By The Rev. Dr. Paul A. Leggett
Sunday, September 20, 2009
Sermon Text: I John 2:15-17
Sermon Theme
A recurring theme in the book of John is God’s love for the world. God loves the world and sends Jesus to be its savior. How then does that relate to his demand that we are not to love the world? God loves the world but the world apart from God is unlovable. John is not concerned with the world in its immorality and degeneracy as is often thought. John rather is warning against the world as a substitute for God. The world is full of the many positive things that ultimately are part of God’s creation. Yet if the world, even with its benefits, preoccupies us we lose sight of God. Some have seen in John’s threefold warning his version of the three temptations of Jesus in the wilderness. We are to view the world as a gift from God but never as a substitute for him.
Sermon Outline
- Love. John, more than any other Biblical writer, focuses on the love of God. God’s love is not based on passion or emotion. God’s love is a thoughtful and intentional commitment. It is a love which values and respects the beloved. It sacrifices itself freely. It is supremely a love which forgives all brokenness and betrayal. God loves the world in a self-giving act of commitment and forgiveness. We are to love the world in the same way.
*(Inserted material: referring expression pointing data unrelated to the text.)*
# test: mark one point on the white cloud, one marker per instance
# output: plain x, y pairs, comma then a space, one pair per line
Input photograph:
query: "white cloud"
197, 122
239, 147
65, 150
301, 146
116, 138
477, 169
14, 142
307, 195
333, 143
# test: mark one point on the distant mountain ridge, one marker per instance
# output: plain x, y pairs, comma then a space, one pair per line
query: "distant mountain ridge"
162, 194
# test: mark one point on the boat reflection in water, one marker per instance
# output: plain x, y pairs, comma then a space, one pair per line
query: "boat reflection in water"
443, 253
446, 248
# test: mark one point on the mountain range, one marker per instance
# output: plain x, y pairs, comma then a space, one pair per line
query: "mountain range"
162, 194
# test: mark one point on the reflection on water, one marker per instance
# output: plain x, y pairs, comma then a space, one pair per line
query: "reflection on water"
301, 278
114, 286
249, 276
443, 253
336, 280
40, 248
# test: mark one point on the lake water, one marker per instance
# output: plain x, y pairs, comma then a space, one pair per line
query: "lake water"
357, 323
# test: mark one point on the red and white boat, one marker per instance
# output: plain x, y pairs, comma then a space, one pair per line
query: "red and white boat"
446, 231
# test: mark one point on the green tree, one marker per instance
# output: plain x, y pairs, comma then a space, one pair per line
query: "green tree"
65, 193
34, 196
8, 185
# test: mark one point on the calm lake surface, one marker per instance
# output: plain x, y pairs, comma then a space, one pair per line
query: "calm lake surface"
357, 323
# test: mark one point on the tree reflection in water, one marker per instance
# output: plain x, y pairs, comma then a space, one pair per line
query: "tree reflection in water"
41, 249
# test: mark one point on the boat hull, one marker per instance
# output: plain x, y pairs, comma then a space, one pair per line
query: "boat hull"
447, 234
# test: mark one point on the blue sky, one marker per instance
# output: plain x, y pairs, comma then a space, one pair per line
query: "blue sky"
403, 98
- Lust. Lust is possessive love. It arises out of intense desire. The desire in itself is not wrong. It becomes wrong when it leads in a direction contrary to God’s will. Jesus can speak of his intense desire to eat the Last Supper with his disciples (Luke 22:14-15). Inappropriate desire is what the Bible calls coveting (Exodus 20:17). Lust ultimately is desiring the world apart from God. Lust sees this life and this world as ends in themselves. The world is full of things that are good in themselves including food, clothing, shelter, sex, relationships and money. Yet to desire these things apart from God is to turn them into idols.
- Live. John makes it clear that true love leads to true life. The world often claims for itself an ultimate significance that it does not have. The problem with the world is that it is passing away. It cannot offer anything permanent. Jesus offers eternal life here and now (John 10:10). Jesus saw no obstacles to enjoying the earthly benefits of this world. The twin dangers we have to avoid are to reject the world on one hand and, on the other, to worship it. We live in a society that focuses almost exclusively on the “things in the world.” Over the past several decades our culture has been defined more and more by the Playboy philosophy of complete self expression and self indulgence. Yet things by themselves will never satisfy us. The will of God is to fulfill his commandments. And these are summed up as believing in Jesus Christ and loving each other (I John 3:23). By so doing we reap the best of the world both now and for eternity.
Questions for Us
- The root meaning of the New Testament word for love is to respect or to honor. How can we apply this in fulfilling Christ's command "to love one another"?
- What are examples for us of "the things of this world" which are good in themselves but which can nonetheless become idols in our lives?
- What are some of the ways we can present a Biblical view of the world that can challenge the idea that "the things of the world" are an end in themselves?